Employee experience is central to employee satisfaction, both in the back office and in the customer-facing lines of business. Firms understand the connection between customer and employee satisfaction, so employees need to be in quality, aesthetic spaces to better perform their jobs and best serve customers.
Organizations are extending real estate investment beyond the traditional office to frontline real estate spaces and workers through a holistic approach to experience management. A high-quality space should be flexible in design to meet evolving work preferences and habits. It should be sustainable and future-enabled, outfitted with current technologies to align with needs up to 10 years in the future. This will ensure that financial services firms are taking a long-term strategic approach to workplace design, not only responding to current trends. According to JLL Research, nearly half of firms (47 percent) are partnering with third-party experts to enhance workplace design and build spaces that embody this experience.

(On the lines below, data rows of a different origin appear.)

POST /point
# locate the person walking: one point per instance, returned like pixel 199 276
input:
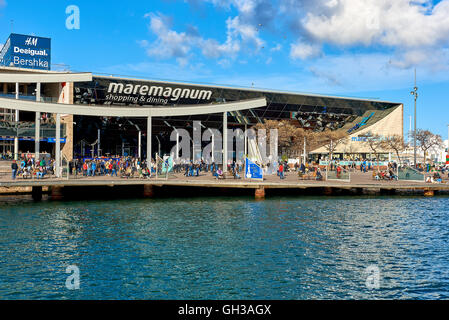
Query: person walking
pixel 14 168
pixel 281 171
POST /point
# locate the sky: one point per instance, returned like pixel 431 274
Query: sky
pixel 355 48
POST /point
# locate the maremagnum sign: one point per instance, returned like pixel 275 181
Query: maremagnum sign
pixel 25 51
pixel 140 92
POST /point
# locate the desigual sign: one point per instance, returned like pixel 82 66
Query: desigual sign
pixel 148 94
pixel 25 51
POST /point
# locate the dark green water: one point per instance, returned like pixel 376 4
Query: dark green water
pixel 222 248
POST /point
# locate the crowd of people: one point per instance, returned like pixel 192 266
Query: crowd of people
pixel 131 167
pixel 27 167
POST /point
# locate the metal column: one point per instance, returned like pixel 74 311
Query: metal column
pixel 37 132
pixel 225 141
pixel 139 142
pixel 98 142
pixel 149 141
pixel 58 146
pixel 16 139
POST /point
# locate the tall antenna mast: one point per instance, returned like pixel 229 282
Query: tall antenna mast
pixel 415 94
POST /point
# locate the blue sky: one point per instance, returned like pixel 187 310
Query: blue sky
pixel 360 48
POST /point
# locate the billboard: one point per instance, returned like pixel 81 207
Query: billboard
pixel 25 51
pixel 140 92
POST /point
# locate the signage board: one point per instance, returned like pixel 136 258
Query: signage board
pixel 140 92
pixel 26 51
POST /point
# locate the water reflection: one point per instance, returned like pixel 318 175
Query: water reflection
pixel 218 248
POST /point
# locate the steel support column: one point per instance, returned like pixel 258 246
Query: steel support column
pixel 149 141
pixel 16 138
pixel 225 141
pixel 58 146
pixel 37 132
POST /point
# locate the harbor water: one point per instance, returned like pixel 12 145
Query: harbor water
pixel 226 248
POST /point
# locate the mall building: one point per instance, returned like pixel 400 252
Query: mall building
pixel 85 114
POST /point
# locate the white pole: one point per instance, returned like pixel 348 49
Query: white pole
pixel 225 141
pixel 213 146
pixel 304 155
pixel 246 141
pixel 16 139
pixel 37 132
pixel 58 145
pixel 177 144
pixel 149 142
pixel 139 142
pixel 98 141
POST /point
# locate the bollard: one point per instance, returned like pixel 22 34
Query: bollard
pixel 36 193
pixel 328 191
pixel 56 193
pixel 260 193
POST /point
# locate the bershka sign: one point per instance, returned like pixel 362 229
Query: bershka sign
pixel 24 51
pixel 152 93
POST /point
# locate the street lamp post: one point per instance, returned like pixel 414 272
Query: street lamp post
pixel 415 94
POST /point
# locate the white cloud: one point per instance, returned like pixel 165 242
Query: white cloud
pixel 181 45
pixel 408 28
pixel 303 50
pixel 408 33
pixel 276 48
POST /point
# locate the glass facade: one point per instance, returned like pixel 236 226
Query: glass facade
pixel 314 112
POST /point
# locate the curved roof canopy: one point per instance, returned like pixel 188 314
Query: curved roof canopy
pixel 144 111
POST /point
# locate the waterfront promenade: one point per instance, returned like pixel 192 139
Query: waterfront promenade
pixel 360 183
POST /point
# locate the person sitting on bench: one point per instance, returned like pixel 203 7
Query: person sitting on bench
pixel 220 174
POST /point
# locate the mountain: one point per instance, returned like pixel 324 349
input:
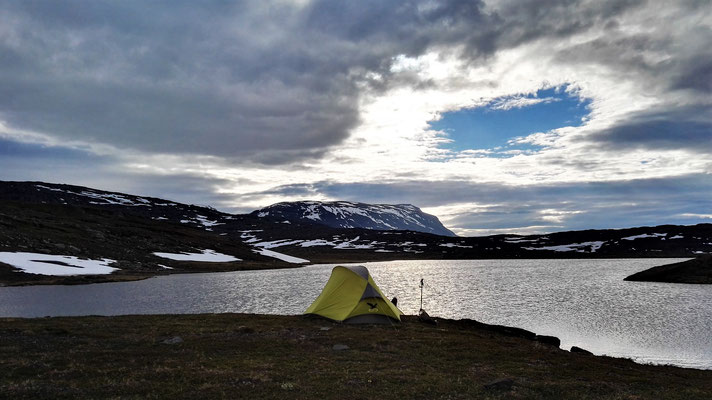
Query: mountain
pixel 55 220
pixel 345 214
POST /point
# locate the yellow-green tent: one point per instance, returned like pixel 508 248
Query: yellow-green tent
pixel 352 296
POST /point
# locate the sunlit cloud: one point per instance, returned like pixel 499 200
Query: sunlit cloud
pixel 250 107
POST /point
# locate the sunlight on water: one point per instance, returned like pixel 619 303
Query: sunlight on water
pixel 583 302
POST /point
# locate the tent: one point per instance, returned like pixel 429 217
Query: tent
pixel 352 296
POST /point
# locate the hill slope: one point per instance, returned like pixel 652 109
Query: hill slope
pixel 345 214
pixel 73 221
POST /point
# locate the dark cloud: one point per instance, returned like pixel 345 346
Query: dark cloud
pixel 687 128
pixel 548 208
pixel 237 79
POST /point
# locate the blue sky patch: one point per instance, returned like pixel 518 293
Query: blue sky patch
pixel 492 126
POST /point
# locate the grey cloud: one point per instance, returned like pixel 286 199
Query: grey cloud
pixel 269 82
pixel 687 128
pixel 602 205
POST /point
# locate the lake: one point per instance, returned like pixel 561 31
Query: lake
pixel 583 302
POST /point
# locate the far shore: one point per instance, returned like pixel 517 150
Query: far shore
pixel 10 276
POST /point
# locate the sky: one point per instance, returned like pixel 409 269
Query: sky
pixel 503 116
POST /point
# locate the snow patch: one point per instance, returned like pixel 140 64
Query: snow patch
pixel 317 242
pixel 47 264
pixel 280 256
pixel 578 247
pixel 451 245
pixel 277 243
pixel 645 235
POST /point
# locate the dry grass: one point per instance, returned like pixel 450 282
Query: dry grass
pixel 257 356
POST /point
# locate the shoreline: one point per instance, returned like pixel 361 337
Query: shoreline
pixel 13 277
pixel 269 356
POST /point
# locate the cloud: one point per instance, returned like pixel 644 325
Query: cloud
pixel 689 128
pixel 250 103
pixel 479 209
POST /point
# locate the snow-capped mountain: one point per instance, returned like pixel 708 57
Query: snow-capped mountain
pixel 345 214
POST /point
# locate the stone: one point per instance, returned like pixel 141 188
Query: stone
pixel 504 384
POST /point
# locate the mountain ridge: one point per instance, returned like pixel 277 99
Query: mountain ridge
pixel 86 223
pixel 350 214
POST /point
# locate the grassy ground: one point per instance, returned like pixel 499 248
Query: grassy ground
pixel 256 356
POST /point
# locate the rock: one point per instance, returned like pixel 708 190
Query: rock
pixel 424 317
pixel 576 349
pixel 244 329
pixel 552 340
pixel 173 340
pixel 504 384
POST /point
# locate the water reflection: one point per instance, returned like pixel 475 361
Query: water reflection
pixel 583 302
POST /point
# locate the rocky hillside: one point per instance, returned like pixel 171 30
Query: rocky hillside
pixel 345 214
pixel 73 221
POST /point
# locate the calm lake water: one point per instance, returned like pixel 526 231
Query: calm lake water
pixel 583 302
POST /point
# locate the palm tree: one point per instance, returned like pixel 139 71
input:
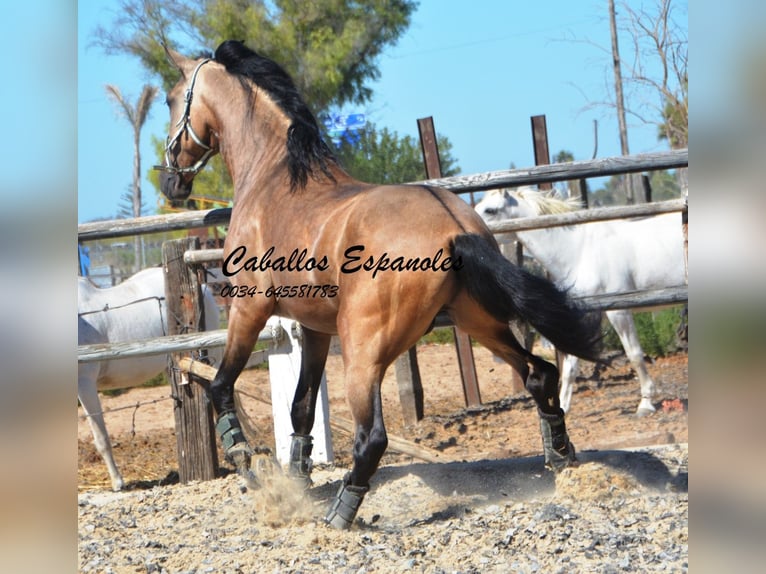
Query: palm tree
pixel 137 117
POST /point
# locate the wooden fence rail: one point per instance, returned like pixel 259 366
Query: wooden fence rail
pixel 460 184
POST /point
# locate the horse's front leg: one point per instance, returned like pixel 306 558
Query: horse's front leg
pixel 542 384
pixel 87 392
pixel 244 326
pixel 623 323
pixel 313 358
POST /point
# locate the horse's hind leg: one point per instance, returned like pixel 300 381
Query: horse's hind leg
pixel 568 375
pixel 540 378
pixel 370 442
pixel 313 357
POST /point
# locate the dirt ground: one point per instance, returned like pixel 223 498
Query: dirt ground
pixel 141 422
pixel 492 509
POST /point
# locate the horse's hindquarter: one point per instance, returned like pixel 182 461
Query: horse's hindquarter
pixel 357 241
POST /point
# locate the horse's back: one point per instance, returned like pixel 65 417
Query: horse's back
pixel 132 310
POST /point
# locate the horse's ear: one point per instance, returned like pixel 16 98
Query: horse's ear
pixel 181 63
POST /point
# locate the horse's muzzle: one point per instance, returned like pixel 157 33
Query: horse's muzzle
pixel 173 186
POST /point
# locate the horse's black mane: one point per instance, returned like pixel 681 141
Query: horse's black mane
pixel 305 147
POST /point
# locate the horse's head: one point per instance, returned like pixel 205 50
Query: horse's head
pixel 498 205
pixel 193 138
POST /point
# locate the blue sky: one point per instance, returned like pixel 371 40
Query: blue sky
pixel 481 69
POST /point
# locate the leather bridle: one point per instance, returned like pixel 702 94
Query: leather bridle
pixel 184 126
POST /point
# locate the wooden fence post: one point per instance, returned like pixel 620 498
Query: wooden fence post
pixel 195 434
pixel 462 340
pixel 542 157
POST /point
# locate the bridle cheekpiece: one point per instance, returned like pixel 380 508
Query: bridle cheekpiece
pixel 184 126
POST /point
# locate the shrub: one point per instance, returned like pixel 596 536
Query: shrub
pixel 656 332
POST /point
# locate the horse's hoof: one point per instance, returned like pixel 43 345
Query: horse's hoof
pixel 559 451
pixel 300 465
pixel 345 506
pixel 644 411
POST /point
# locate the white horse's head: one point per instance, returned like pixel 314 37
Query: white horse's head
pixel 502 204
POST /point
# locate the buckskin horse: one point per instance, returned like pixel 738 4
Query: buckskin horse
pixel 373 264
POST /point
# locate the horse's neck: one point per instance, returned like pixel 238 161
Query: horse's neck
pixel 252 132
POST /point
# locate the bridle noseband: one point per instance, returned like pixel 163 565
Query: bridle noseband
pixel 184 126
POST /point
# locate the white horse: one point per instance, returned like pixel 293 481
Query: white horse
pixel 133 310
pixel 597 258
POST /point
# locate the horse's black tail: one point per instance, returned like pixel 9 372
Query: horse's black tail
pixel 508 292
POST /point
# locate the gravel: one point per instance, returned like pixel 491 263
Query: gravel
pixel 618 511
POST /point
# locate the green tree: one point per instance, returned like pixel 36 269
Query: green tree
pixel 329 47
pixel 664 186
pixel 382 156
pixel 136 115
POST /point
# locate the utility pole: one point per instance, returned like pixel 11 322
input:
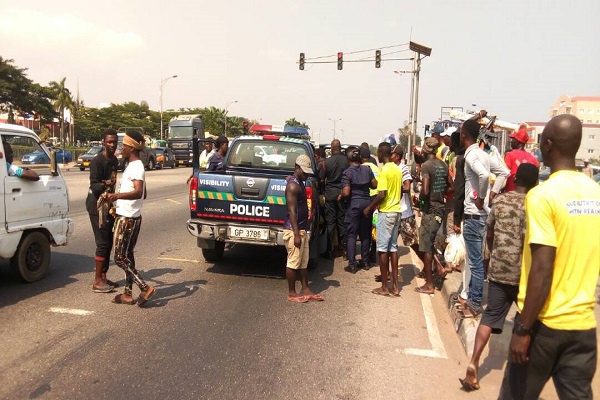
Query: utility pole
pixel 334 121
pixel 423 51
pixel 162 84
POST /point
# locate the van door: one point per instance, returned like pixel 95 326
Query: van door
pixel 27 202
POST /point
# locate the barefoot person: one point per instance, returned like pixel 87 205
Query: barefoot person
pixel 295 233
pixel 103 178
pixel 505 235
pixel 389 187
pixel 436 182
pixel 129 200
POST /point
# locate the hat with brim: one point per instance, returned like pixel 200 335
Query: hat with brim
pixel 430 146
pixel 520 135
pixel 303 161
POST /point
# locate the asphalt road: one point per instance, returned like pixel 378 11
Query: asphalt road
pixel 220 331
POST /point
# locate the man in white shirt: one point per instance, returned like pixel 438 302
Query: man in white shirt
pixel 206 154
pixel 129 200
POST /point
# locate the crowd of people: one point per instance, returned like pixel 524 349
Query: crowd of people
pixel 529 242
pixel 542 241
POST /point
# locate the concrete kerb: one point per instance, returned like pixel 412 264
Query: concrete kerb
pixel 466 328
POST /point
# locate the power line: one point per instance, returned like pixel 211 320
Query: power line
pixel 360 51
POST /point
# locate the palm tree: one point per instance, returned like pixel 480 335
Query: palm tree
pixel 62 101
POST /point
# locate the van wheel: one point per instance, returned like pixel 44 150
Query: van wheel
pixel 32 259
pixel 216 254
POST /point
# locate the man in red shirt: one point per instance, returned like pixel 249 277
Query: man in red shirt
pixel 518 156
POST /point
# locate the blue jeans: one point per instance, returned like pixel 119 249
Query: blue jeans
pixel 473 233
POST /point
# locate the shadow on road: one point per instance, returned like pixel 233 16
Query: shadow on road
pixel 62 271
pixel 269 262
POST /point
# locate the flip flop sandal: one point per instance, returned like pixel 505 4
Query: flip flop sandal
pixel 422 290
pixel 119 300
pixel 298 299
pixel 106 288
pixel 379 292
pixel 111 283
pixel 315 297
pixel 142 300
pixel 468 386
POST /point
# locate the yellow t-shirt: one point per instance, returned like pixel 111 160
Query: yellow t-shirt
pixel 373 192
pixel 439 154
pixel 564 212
pixel 390 180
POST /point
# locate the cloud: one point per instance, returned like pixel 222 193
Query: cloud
pixel 24 33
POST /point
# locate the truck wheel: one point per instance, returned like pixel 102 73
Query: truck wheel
pixel 32 259
pixel 216 254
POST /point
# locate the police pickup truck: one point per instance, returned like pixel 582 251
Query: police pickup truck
pixel 245 202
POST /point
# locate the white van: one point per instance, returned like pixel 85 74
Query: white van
pixel 33 214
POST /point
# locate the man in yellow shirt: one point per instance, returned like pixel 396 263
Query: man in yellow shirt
pixel 555 330
pixel 389 193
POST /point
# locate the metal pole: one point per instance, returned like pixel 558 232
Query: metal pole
pixel 162 84
pixel 416 109
pixel 410 112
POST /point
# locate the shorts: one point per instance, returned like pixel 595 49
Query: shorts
pixel 388 224
pixel 297 257
pixel 500 299
pixel 408 230
pixel 430 224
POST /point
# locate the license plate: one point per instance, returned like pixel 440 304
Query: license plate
pixel 248 233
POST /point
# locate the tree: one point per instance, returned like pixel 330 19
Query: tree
pixel 294 122
pixel 21 95
pixel 62 101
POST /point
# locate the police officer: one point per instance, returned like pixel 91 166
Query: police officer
pixel 357 179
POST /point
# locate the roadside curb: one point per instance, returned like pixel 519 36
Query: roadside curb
pixel 466 328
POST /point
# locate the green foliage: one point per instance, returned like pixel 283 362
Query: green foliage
pixel 19 94
pixel 294 122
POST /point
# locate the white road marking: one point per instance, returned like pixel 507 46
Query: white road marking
pixel 438 350
pixel 177 259
pixel 72 311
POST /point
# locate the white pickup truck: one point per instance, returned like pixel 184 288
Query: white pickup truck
pixel 33 214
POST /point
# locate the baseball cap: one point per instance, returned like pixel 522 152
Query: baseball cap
pixel 221 140
pixel 430 146
pixel 398 150
pixel 449 131
pixel 521 135
pixel 303 161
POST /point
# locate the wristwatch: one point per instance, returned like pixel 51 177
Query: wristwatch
pixel 520 329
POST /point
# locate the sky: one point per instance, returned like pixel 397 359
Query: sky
pixel 513 58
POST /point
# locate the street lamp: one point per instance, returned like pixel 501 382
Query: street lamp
pixel 334 121
pixel 226 111
pixel 162 83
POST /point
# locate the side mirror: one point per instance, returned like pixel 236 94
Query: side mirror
pixel 53 163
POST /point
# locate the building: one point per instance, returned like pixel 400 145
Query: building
pixel 590 139
pixel 586 108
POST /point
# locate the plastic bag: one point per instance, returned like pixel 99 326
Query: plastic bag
pixel 455 252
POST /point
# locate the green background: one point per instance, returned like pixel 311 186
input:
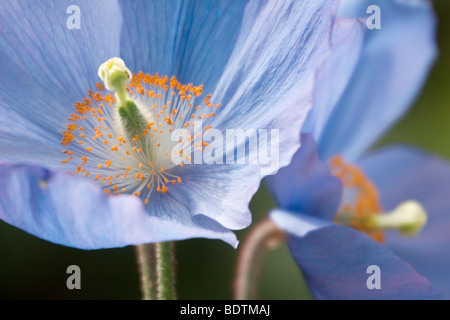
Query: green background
pixel 31 268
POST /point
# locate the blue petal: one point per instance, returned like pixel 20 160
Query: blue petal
pixel 306 185
pixel 68 210
pixel 269 79
pixel 335 260
pixel 402 174
pixel 46 68
pixel 192 40
pixel 393 66
pixel 334 75
pixel 220 192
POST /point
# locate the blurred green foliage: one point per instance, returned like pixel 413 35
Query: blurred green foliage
pixel 31 268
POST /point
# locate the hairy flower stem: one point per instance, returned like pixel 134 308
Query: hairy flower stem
pixel 264 236
pixel 146 256
pixel 165 270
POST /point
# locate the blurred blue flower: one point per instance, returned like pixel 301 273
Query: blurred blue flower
pixel 258 59
pixel 323 198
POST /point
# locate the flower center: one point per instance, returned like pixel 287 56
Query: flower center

Real estate speaks for the institution
Financial services firms are experiencing a revolution, from digitizing the banking experience and forming fintech partnerships to absorbing increased cyber threats and a more robust regulatory environment. As financial services firms adapt, they are also rebranding themselves and their value for a new generation. Real estate will help firms communicate those changes and support a new way of doing business. The impact is real: financial services firms that make an investment in their real estate also make an investment in their future.